Harry fühlte sich durch das Gespräch mit Hermine wieder etwas besser, aber scheinbar sah er immernoch recht geknickt aus, denn Ron sah ihn direkt nachdenklich an, als er das gemeinsame Zimmer betrat. "Nichts mehr?" Fragte er nur. Harry nickte und ließ sich aufs Bett fallen, den Blick auf die Decke gerichtet. Ron sprach weiter. "Naja, das letzte Jahr war wohl nicht so die Zeit für Beziehungen... Ich und Hermine..." Harry unterbrach ihn. "Ich weiß schon. Hab grad mit ihr geredet." "Oh." Beide gingen eine Weile ihren Gedanken nach, bis Ron wieder sprach. "Was willst du nun eigentlich wegen diesen Horcruxes machen? Ich meine, wo willst du danach suchen? So klein ist diese Welt nichtmal..." Harry zuckte mit den Schultern. "Ich halte es für sinnvoll, erstmal wieder nach Hogwarts zu gehen. Vielleicht gibts da Hinweise... Ich meine, Voldemort hat Hogwarts genau wie ich als sein Zuhause gesehen. Warum sollte ich da nicht fündig werden?" Ron kratzte sich am Kopf. "Jaah, gut möglich... Welche Horcruxe sind nochmal über?" Harry seufzte und zählte es zum hundertsten Mal auf. "Der Kelch, eventuell das Medaillon, Voldemort's Schlange, etwas von Gryffindor oder Ravenclaw, und Voldemort selbst. Das Schlangenvieh dürfte recht einfach sein, aber die anderen Sachen... Das ist es ja, wenn ich bloß wüsste, ob das Medaillon zerstört ist..." Bei dem Wort 'Medaillon' versuchte irgendeine flüchtige Erinnerung in ihm auszubrechen, aber es wollte ihr nicht gelingen, und auch die nächste Zeit sollte Harry sich nicht dran erinnern, dass das Medaillon sich vor zwei Jahren bereits vor seiner Nase befand.

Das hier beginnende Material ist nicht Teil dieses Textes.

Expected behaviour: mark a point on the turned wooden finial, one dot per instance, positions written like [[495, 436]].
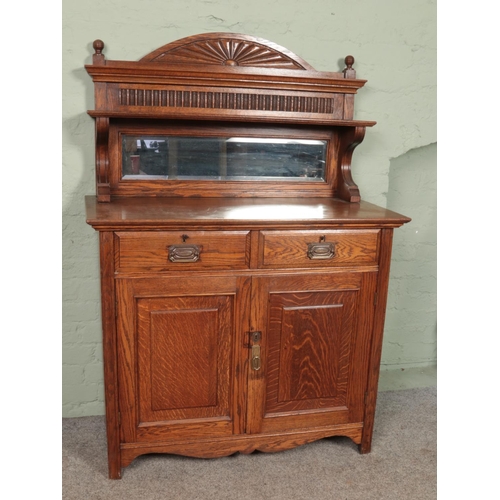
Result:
[[349, 72], [98, 57]]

Am nächsten Morgen, dem Tag der Hochzeit, war Harry überraschend früh wach - Dem tiefblauen Himmel nach zu schließen, war es noch keine fünf Uhr. Er wollte jedoch nicht wieder einschlafen. Leise, um Ron nicht zu wecken, huschte er in seine Anziehsachen und schlich sich durch das Treppenhaus in den Garten. Er lehnte sich an einen Baum und blickte in den Himmel. Die Sterne strahlten noch in Massen, und Harry erkannte das Sternbild Sirius. Beim Gedanken an seinen Paten seufzte er. Sirius hätte sicher wieder haufenweise Ratschläge parat... Sirius würde ihm zustimmen, dass Hermine außerordentlich hübsch und nett ist... Erschrocken bemerkte er, was er soeben gedacht hatte. Wo kam das her? Er durfte es nicht nochmal denken... Und selbst wenn... Für Hermine galten die gleichen Spielregeln wie für Ginny. Kein toter Voldemort, keine emotionale Bindung. Schnell schlug er sich diese Gedanken aus dem Kopf. Er sah wieder in die Sterne, während zwei Stockwerke höher Hermine verwirrt aus dem Schlaf schreckte, weil sie im Traum eine verschwommene Person geküsst hatte, die Harry erschreckend ähnlich sah.